Here is a suggestion. Bear in mind that the circuit has to pay a per-donation fee. There is also a nice stiff fee if people call the credit card company from home to cancel transactions.
What you do is make as many tiny donations as possible--say, a penny at a time. That will run up big bills with fees--they will lose between 35 and 65 cents per transaction, minus the penny you donate. The kicker is, once you get home, call the bank or credit card company and cancel each and every one of the transactions. The Washtowel Slaveholdery will now be hit with some nice big fat fees for such transactions. And, if anyone asks you for advice to cancel a transaction because they made a mistake, advise them that they will have to call their bank or credit card company to cancel the transaction.

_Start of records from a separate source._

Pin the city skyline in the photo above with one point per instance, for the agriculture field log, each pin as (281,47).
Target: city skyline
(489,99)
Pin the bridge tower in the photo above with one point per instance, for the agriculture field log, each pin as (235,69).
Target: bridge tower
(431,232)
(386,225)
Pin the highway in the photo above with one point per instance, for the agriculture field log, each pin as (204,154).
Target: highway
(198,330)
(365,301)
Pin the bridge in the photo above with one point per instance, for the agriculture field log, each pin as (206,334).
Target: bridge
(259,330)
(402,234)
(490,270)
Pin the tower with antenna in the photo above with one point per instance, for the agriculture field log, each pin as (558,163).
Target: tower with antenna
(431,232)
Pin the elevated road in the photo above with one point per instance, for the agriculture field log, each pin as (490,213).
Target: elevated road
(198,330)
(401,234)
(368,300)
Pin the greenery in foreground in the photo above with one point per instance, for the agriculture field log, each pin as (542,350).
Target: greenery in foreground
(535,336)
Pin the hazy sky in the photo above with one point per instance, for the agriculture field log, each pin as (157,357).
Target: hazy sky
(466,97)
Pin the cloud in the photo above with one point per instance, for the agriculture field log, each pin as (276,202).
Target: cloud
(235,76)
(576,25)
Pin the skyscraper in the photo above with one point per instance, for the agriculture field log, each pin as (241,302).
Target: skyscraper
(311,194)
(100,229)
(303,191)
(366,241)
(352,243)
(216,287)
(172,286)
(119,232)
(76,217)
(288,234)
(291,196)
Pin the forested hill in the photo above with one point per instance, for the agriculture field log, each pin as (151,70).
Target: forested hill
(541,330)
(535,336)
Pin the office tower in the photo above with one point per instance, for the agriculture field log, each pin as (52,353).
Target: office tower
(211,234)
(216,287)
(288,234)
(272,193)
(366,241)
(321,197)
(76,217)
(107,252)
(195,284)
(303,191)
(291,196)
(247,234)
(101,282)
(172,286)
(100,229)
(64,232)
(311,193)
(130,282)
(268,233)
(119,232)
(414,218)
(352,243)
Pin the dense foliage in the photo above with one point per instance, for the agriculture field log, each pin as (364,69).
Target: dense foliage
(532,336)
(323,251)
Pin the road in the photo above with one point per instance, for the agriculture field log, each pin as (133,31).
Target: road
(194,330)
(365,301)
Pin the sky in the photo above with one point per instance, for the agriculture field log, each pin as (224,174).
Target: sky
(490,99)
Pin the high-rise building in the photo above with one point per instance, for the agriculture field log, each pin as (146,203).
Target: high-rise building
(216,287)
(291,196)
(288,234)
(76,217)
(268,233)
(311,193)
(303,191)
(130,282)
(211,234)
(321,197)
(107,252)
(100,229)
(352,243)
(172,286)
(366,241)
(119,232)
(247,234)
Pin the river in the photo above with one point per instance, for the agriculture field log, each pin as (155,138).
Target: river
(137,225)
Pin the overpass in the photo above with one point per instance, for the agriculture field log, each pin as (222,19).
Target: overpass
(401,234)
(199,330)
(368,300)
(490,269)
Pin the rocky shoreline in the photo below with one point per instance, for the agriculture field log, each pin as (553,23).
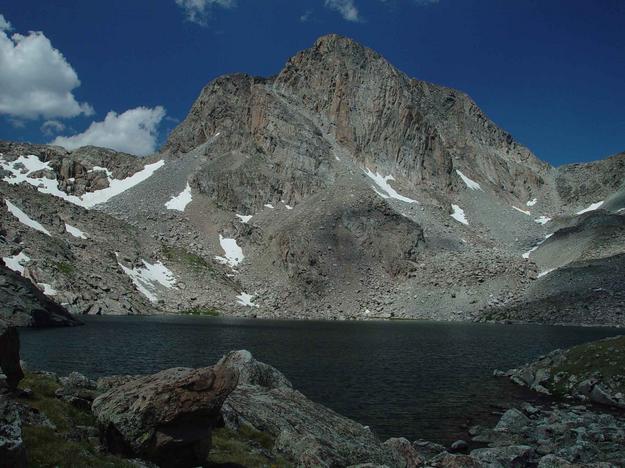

The result: It will cost them more in fees to keep those machines in place than they are making in donations. It might not seem like much, but if enough penny donation transactions get cancelled at home, they could be in the hole for hundreds or thousands of toilet papers. Multiply this by only 10 people, and they could lose as much as they take in from the whole a$$embly. The more of these machines they rig up, the easier it will be to put in 80 or 90 of these penny donations (which get cancelled from home) without the hounders catching you.
What I do not advocate is tampering with the machines--you will get caught, and it is illegal (you will get sued, possibly enriching them and defeating the purpose). Putting in tiny donations and then canceling them all is not illegal--but it will be very costly to the Washtowel Slaveholdery.